Claimant argues that the ALJ's factual findings were not supported by substantial evidence. Specifically, claimant argues that the ALJ erroneously found that he was capable of performing some types of work. Claimant argues that the ALJ's evaluation of Padgett's testimony was incorrect and that the ALJ failed to accord proper weight to claimant's own testimony about his physical condition. Claimant asserts that the ALJ did not examine the record "as a whole" but chose to consider only parts of it.
The ALJ is the factfinder and "is entitled to consider all credibility inferences." Avondale Shipyards, Inc. v. Kennel, 914 F.2d 88, 91 (5th Cir.1988). The ALJ's selection among inferences is conclusive if supported by the evidence and the law. The ALJ determines the weight to be accorded to evidence and makes credibility determinations. Mijangos v. Avondale Shipyards, 948 F.2d 941, 945 (5th Cir.1991). Moreover, where the testimony of medical experts is at issue, the ALJ is entitled to accept any part of an expert's testimony or reject it completely. Kennel, 914 F.2d at 91.1
Claimant's argument has no merit. The ALJ in this case wrote a careful and thorough opinion. The finding that claimant is able to perform certain types of light duty work is supported by substantial evidence including claimant's own doctor's testimony. The ALJ's opinion indicates that he considered claimant's testimony as well as the testimony of both Padgett and Moore.
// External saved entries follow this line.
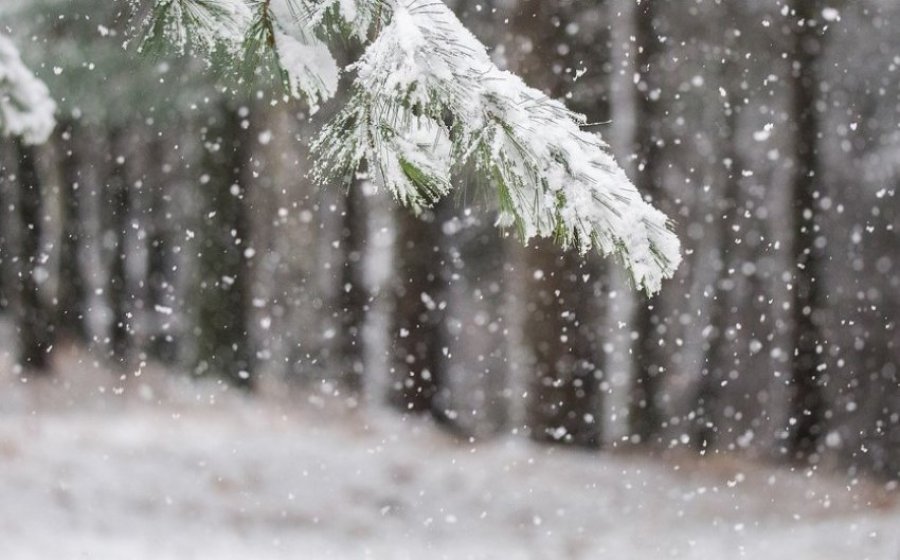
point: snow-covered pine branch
(26, 108)
(427, 99)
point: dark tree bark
(354, 296)
(417, 361)
(565, 401)
(223, 303)
(7, 276)
(650, 358)
(808, 403)
(118, 201)
(72, 293)
(717, 360)
(160, 262)
(34, 325)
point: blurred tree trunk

Claimant's challenge to the calculation of his award is also meritless. The ALJ properly followed the procedures set out in 33 U.S.C. Sec. 908(c)(21).
The petition for review is DENIED.
Claimant argues that all factual doubts must be resolved in his favor pursuant to Wheatley v. Adler, 407 F.2d 307, 312 (D.C.Cir.1968). Under this "true doubt rule" as stated in this circuit:
"[T]he factfinder operates under the statutory policy that all doubtful fact questions are to be resolved in favor of the injured employee because the intent of the statute is to place the burden of possible error on those best able to bear it." Noble Drilling Co. v. Drake, 795 F.2d 478, 481 (5th Cir.1986). In effect, the statute eases the ordinary preponderance of the evidence standard applicable in most civil suits. Id.
Kennel, 914 F.2d at 90-91. We note here that the "true doubt rule" has been explicitly rejected by the Supreme Court. Director, OWCP v. Greenwich Collieries, --- U.S. ----, 114 S.Ct. 2251, 129 L.Ed.2d 221 (1994).